One of the most obvious change to the environment over the last 30 years is that reduced grazing pressure by low-density D. antillarum populations might reduce settlement success of this species. Bak (1985) noted a reduction in larval settlement on collecting panels as they became fouled by epibionts. However, Lessios (1995) conducted a large-scale reef manipulation and did not detect increased recruitment onto plots with pre-mortality levels of abundance. Our data indicate the presence of grazing halos surrounding adult D. antillarum in St John. The algal biomass within these halos is at pre-mass mortality levels (Fig. 3b), yet the presence of juvenile D. antillarum is not associated with the presence of adult D. antillarum at this spatial scale (Fig. 3a), or larger scales (Fig. 4). Single or small clumps of D. antillarum are associated with small grazing halos that occupied 20–35 % of the substrate in our plots (Fig. 3c). If grazed substrate was both necessary and sufficient for successful recruitment, then these local patches should have attracted settlers and resulted in increased population size.

A return to pre-1984 population densities might depend on a slow accumulation of individuals on sites with low mortality, through periodic recruitment. These sites then might increasingly supply larvae to downstream locations. This was a potential outcome predicted following the pulse of recruits that arrived in Barbados shortly after the 1983 mortality (Hunte and Youglao 1988), but this outcome did not materialize. Likewise, the appearance of localized areas of moderate densities of D. antillarum in shallow water at multiple sites in the Caribbean in the early 2000s (Edmunds and Carpenter 2001; Carpenter and Edmunds 2006) appears not to have sustained a larger scale population recovery.
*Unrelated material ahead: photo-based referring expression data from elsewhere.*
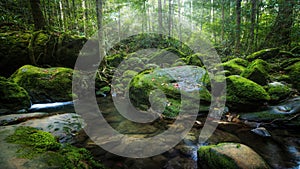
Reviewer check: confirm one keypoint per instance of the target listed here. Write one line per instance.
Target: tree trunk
(223, 19)
(280, 33)
(99, 11)
(238, 26)
(179, 20)
(253, 24)
(160, 27)
(83, 5)
(38, 18)
(170, 18)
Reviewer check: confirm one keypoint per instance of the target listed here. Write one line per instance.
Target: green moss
(34, 141)
(13, 96)
(195, 59)
(264, 116)
(235, 66)
(147, 81)
(294, 72)
(215, 160)
(40, 145)
(264, 54)
(245, 94)
(257, 71)
(278, 91)
(288, 62)
(54, 84)
(296, 50)
(114, 60)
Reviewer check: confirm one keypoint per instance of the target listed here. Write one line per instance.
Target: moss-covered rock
(166, 57)
(244, 94)
(257, 71)
(282, 112)
(288, 62)
(45, 84)
(264, 54)
(195, 59)
(278, 91)
(231, 156)
(37, 48)
(296, 50)
(235, 66)
(13, 96)
(35, 140)
(173, 83)
(39, 147)
(294, 75)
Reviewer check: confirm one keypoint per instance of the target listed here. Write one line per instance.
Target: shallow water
(280, 150)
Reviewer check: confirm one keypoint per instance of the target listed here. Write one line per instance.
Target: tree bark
(253, 25)
(238, 26)
(38, 18)
(280, 33)
(160, 27)
(99, 9)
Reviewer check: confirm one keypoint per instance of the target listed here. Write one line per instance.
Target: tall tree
(238, 26)
(253, 25)
(99, 11)
(280, 33)
(160, 26)
(37, 14)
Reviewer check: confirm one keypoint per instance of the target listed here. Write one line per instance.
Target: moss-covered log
(38, 48)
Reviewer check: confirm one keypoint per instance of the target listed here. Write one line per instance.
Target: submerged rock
(62, 126)
(230, 155)
(163, 89)
(261, 131)
(13, 97)
(244, 94)
(279, 115)
(278, 91)
(264, 54)
(45, 84)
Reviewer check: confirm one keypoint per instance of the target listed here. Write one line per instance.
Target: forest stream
(280, 149)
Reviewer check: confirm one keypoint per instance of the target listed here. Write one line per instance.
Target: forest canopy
(234, 26)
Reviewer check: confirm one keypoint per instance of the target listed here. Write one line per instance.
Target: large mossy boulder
(257, 71)
(45, 84)
(19, 48)
(294, 75)
(230, 156)
(27, 148)
(235, 66)
(278, 91)
(173, 83)
(244, 94)
(264, 54)
(13, 97)
(195, 59)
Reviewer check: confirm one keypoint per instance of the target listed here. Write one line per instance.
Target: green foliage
(34, 141)
(278, 91)
(294, 72)
(214, 159)
(37, 144)
(264, 54)
(257, 71)
(235, 66)
(52, 83)
(13, 96)
(244, 94)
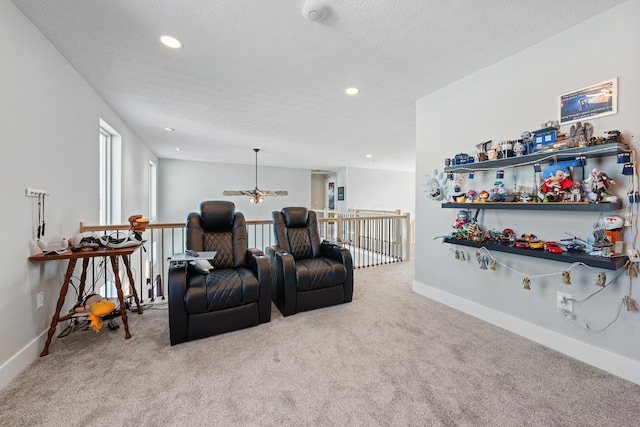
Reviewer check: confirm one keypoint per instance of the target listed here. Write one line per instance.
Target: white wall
(499, 103)
(50, 121)
(184, 184)
(380, 190)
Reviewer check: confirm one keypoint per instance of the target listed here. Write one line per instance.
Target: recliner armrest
(177, 287)
(283, 277)
(258, 263)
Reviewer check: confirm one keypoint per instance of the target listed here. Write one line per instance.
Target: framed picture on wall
(589, 102)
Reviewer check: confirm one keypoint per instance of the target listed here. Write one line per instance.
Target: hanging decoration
(256, 195)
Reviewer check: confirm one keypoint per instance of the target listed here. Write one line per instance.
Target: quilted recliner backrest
(218, 227)
(296, 231)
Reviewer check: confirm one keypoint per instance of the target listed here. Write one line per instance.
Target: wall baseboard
(19, 362)
(594, 356)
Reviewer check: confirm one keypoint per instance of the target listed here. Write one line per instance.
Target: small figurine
(471, 196)
(596, 186)
(575, 192)
(498, 192)
(462, 219)
(483, 260)
(483, 196)
(474, 233)
(602, 280)
(556, 185)
(519, 149)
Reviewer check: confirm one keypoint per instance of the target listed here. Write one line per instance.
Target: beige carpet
(389, 358)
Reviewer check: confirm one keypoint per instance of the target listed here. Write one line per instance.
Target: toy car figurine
(462, 159)
(535, 244)
(553, 247)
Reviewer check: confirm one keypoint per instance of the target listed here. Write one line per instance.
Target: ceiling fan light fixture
(256, 195)
(314, 11)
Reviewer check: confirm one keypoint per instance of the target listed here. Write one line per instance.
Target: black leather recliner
(236, 294)
(306, 273)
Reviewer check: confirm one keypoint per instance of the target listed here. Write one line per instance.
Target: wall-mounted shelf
(567, 257)
(564, 154)
(550, 206)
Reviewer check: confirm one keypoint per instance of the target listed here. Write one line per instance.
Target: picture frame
(589, 102)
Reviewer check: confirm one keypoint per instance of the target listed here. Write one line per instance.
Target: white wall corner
(610, 362)
(19, 362)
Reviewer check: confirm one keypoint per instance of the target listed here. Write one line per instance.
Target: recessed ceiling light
(171, 42)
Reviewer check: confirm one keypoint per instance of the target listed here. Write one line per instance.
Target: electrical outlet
(32, 192)
(564, 301)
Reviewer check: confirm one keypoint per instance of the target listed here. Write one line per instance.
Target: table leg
(123, 309)
(83, 279)
(56, 315)
(133, 285)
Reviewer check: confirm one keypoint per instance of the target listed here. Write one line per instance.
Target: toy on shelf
(557, 186)
(596, 187)
(498, 193)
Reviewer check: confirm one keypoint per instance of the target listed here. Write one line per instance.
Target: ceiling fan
(256, 195)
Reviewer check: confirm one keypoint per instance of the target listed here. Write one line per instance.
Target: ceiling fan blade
(274, 193)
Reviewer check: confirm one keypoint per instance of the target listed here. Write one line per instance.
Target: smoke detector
(314, 10)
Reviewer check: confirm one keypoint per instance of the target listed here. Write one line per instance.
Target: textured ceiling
(256, 74)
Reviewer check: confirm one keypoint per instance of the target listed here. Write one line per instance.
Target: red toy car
(553, 247)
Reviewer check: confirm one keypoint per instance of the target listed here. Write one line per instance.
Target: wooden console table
(72, 258)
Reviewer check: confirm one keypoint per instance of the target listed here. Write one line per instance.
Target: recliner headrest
(217, 214)
(295, 217)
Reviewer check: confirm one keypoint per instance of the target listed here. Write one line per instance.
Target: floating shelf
(528, 159)
(566, 257)
(539, 206)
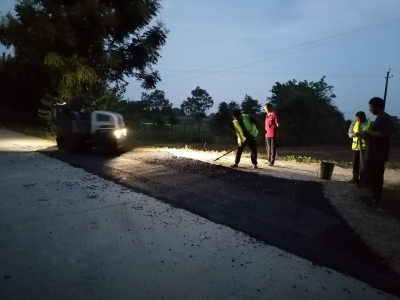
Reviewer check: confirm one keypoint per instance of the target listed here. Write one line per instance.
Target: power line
(291, 47)
(238, 67)
(291, 73)
(286, 67)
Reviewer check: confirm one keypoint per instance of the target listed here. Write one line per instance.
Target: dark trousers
(253, 148)
(375, 171)
(271, 148)
(358, 174)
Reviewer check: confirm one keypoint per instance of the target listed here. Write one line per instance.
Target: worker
(247, 134)
(271, 133)
(358, 147)
(377, 149)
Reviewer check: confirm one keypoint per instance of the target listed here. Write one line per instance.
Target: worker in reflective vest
(358, 146)
(247, 134)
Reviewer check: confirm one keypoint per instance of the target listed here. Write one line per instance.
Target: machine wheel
(60, 143)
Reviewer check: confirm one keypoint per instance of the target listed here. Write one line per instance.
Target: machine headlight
(118, 133)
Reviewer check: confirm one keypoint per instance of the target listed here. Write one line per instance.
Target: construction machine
(81, 131)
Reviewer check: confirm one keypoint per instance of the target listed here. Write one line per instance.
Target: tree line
(63, 49)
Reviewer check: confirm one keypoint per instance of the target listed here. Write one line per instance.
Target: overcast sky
(234, 33)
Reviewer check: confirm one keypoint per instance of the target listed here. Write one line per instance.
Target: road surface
(153, 226)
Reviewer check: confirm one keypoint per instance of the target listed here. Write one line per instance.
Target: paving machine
(81, 131)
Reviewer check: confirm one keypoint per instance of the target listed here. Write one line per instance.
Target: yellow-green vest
(356, 127)
(250, 127)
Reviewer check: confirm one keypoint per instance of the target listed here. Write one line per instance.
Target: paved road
(66, 233)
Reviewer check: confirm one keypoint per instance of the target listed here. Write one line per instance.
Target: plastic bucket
(325, 170)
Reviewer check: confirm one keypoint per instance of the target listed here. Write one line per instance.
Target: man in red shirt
(271, 132)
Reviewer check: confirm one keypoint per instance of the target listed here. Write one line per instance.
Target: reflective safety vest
(356, 129)
(250, 127)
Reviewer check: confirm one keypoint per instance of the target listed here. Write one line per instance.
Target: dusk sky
(229, 34)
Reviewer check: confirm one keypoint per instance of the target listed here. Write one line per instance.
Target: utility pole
(387, 80)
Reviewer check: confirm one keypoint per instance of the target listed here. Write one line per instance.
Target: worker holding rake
(247, 134)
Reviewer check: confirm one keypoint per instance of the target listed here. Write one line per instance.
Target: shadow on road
(292, 215)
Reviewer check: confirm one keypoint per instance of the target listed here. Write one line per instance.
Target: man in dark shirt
(377, 147)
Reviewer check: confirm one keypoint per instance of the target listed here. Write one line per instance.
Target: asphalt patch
(292, 215)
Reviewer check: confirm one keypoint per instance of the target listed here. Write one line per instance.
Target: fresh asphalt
(291, 215)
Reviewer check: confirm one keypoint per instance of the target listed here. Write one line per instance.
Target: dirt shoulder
(379, 230)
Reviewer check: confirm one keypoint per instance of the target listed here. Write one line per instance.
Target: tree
(177, 112)
(197, 105)
(80, 47)
(173, 121)
(156, 105)
(250, 106)
(308, 115)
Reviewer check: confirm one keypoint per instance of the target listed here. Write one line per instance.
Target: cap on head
(377, 103)
(236, 113)
(361, 115)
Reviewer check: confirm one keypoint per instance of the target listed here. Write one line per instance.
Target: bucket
(325, 170)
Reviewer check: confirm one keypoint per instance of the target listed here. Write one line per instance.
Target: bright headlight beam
(118, 133)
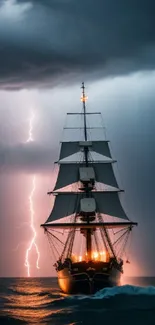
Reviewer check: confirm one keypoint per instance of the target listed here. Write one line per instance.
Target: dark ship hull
(88, 278)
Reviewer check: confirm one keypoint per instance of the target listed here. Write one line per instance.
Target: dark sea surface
(39, 301)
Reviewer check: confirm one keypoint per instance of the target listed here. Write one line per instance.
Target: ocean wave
(122, 290)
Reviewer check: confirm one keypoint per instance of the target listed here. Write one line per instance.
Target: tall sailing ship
(94, 225)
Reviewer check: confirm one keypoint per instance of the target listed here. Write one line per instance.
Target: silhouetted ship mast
(101, 263)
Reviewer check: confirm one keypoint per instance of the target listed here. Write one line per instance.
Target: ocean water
(39, 301)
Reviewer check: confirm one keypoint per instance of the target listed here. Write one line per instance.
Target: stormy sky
(47, 48)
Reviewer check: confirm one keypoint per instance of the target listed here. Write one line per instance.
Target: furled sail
(70, 148)
(69, 174)
(69, 203)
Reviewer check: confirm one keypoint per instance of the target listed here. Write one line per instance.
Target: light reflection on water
(39, 301)
(30, 300)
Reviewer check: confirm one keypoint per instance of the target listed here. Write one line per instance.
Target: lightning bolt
(32, 213)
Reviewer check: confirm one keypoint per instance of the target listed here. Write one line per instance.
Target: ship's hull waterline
(87, 282)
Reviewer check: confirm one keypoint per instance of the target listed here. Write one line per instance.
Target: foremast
(88, 231)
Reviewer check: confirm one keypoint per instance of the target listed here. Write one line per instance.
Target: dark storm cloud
(27, 157)
(42, 42)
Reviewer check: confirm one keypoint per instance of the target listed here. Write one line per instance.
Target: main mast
(88, 230)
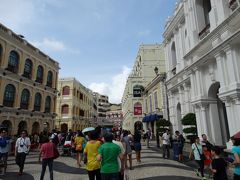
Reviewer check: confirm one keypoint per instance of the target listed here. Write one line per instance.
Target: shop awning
(151, 117)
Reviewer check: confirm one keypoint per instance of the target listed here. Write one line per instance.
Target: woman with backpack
(4, 142)
(78, 142)
(197, 152)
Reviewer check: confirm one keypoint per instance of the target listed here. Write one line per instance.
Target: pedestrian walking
(219, 165)
(128, 154)
(79, 141)
(236, 163)
(90, 156)
(148, 137)
(180, 141)
(166, 144)
(47, 152)
(198, 156)
(108, 155)
(22, 148)
(137, 144)
(4, 147)
(121, 162)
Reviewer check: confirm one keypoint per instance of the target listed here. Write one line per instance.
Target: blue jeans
(45, 163)
(110, 176)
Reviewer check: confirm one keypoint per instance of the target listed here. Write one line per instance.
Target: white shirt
(22, 144)
(122, 151)
(166, 138)
(4, 149)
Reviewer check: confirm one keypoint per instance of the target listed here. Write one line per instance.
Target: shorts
(137, 146)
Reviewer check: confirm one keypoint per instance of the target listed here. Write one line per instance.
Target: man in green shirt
(108, 155)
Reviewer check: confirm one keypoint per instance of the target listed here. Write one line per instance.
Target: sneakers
(196, 172)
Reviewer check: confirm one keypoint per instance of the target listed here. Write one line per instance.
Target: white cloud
(114, 90)
(144, 32)
(16, 13)
(50, 44)
(53, 45)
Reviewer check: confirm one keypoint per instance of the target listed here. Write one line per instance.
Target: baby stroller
(67, 148)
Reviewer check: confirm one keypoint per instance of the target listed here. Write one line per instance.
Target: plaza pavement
(152, 167)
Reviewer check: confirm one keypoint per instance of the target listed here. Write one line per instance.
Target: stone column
(204, 119)
(214, 122)
(233, 71)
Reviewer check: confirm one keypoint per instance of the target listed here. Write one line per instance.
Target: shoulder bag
(202, 156)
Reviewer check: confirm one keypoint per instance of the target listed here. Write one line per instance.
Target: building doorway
(179, 117)
(35, 128)
(64, 127)
(217, 111)
(8, 125)
(22, 126)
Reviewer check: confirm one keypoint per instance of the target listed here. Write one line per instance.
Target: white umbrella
(88, 129)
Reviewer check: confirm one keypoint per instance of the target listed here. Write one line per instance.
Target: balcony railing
(233, 4)
(204, 32)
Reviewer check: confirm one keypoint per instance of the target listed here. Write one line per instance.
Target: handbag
(202, 156)
(56, 153)
(79, 147)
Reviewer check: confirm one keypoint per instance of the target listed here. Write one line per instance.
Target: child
(218, 165)
(208, 160)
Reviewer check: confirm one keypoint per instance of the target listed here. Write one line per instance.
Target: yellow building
(27, 85)
(75, 105)
(155, 102)
(148, 58)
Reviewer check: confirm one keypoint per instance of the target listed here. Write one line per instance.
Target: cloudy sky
(95, 41)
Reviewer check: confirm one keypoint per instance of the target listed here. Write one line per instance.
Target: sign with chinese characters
(138, 109)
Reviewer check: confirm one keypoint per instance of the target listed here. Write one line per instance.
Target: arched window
(66, 90)
(49, 79)
(48, 104)
(65, 109)
(37, 102)
(137, 91)
(138, 108)
(9, 95)
(39, 78)
(13, 61)
(28, 69)
(25, 99)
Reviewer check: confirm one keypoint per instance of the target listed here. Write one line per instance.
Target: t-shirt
(4, 149)
(79, 141)
(47, 150)
(122, 151)
(219, 165)
(236, 150)
(22, 144)
(91, 150)
(109, 153)
(166, 138)
(208, 159)
(195, 151)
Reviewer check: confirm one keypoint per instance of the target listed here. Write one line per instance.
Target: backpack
(3, 142)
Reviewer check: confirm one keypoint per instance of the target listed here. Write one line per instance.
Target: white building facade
(148, 58)
(202, 48)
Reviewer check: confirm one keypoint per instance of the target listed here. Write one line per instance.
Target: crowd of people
(108, 155)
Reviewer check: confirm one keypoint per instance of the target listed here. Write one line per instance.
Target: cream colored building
(202, 42)
(115, 116)
(27, 85)
(75, 105)
(148, 58)
(155, 101)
One more mechanism that might trigger a return to higher population densities would be if D. antillarum evolved to increase reproductive success at lower densities. Evidence from the temperate species Strongylocentrotus franciscanus indicate that this species has dramatically altered allele frequencies of gamete recognition proteins following the explosion of sea urchin abundances mitigated by the extirpation of sea otters from the Pacific Northwest (Levitan 2012). The allele that confers a two-fold fitness advantage at low population densities has been replaced by an allele that confers a similar two-fold advantage at high population densities. Selection for highly compatible recognition proteins along with selection on other gamete traits or adult traits that increase synchrony or clumping behavior would all increase the proportion of eggs fertilized at these lower population densities.

D. antillarum has yet to recover from the mass mortality event of 1983–1984 because it is resistant to density-dependent regulation and because the scale of the event removed potential source populations at high densities. If the mortality event had been confined to a local population, population recovery supported by recruitment from other source populations should have occurred in a few years (Lessios 1988). In the absence of localized high-density populations, population recovery can only be facilitated through the dynamics of the low-density metapopulation of this species throughout the Caribbean. D. antillarum provides a unique view of what can happen to a species when suddenly made rare across large spatial scales.